Preheat the oven to 350 degrees F and grease a Bundt cake pan. In a large bowl, whisk together the flours, sugar, baking powder, and salt. In a separate bowl, beat the eggs to break them up, then stir in the oil, milk, and rosemary, and mix well. Mix these wet ingredients gently into the flour mixture, stirring until just incorporated. Fold in the chocolate pieces, and pour the batter into the prepared Bundt cake pan. Bake for 35-40 minutes, or until the top turns golden brown and begins to crack and the center is still moist but cooked through.

*Note: To make this cake even more local, I thought about using butter instead of olive oil, but decided against it in the end. Substituting butter in recipes that call for oil tends to make things a bit drier—some people say this is because the butter solidifies at room temperature, whereas the oil remains liquid—and since spelt already has a tendency to dry things out, this didn't seem like a good idea. That said, however, I think it might be a risk worth taking. If you decide to experiment, just be sure to melt the butter so that you can mix it in rather than cream it.


Anonymous said...

Hi Elspeth,
Thank you so much for including this spelt recipe. I can't wait to try it...and perfect timing too, since the rhubard gingerbread is almost gone! I've adapted a lot of your recipes to use spelt and they've come out great. Just an FYI, but one trick I've learned is to substitute some of the whole spelt with white spelt...not quite as nutritious but helps the consistency for lighter weight baked goods. Happy baking! Julie

Elspeth said...


I'm so glad you saw it, Julie. It's hard to know who's out there peering in from behind these screens!

Glad to hear you've been trying spelt all along, too, and interesting note about the white spelt flour. I haven't tried my hand at making white flour with any of our CSA grains yet, but I've been thinking about it.

I can't imagine it would be that hard—I've noticed that after a coarse grind through the Kitchen Aid, the nascent "flour" is a mixture of what looks like white flour and hulls that haven't been ground down yet. I've been thinking that if I sift the grains at that point, I could get some white flour and then use the leftover germ/bran to make granola, as many recipes call for an addition of wheat germ or bran to the oats. Not sure if that makes sense, but if it does I'm sure the same principle would apply to spelt!

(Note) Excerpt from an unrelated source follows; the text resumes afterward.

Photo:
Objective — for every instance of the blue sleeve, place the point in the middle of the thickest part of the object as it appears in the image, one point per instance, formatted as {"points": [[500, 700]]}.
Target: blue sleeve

Hope you enjoy the cake, and glad to hear your voice.

All the best,

Kelly said...


tracy said...

As the recipient of some of this cake I have to tell you it took my husband from being a 1 slice of cake guy to a 3 slice of cake guy in seconds flat and he is still talking about it. I did wish for a little butter though so I took a thin slice of it one morning and grilled it in a cast Iron pan. Oh My!!!! The slightly melted chocolate combined with the crisp buttery edges and bloom of spice in your mouth makes it lip smackin' good as my grandmother used to say. That day I became a 3 slice girl.

Elspeth said...

Kelly, Yum is right!

And Tracy, I am so glad you are a three slice girl. I have a hard time believing that Swede actually ate that much cake, but maybe it was the chocolate that swayed him! I like the idea of toasting it with butter—maybe I'll do that with the last slice this afternoon.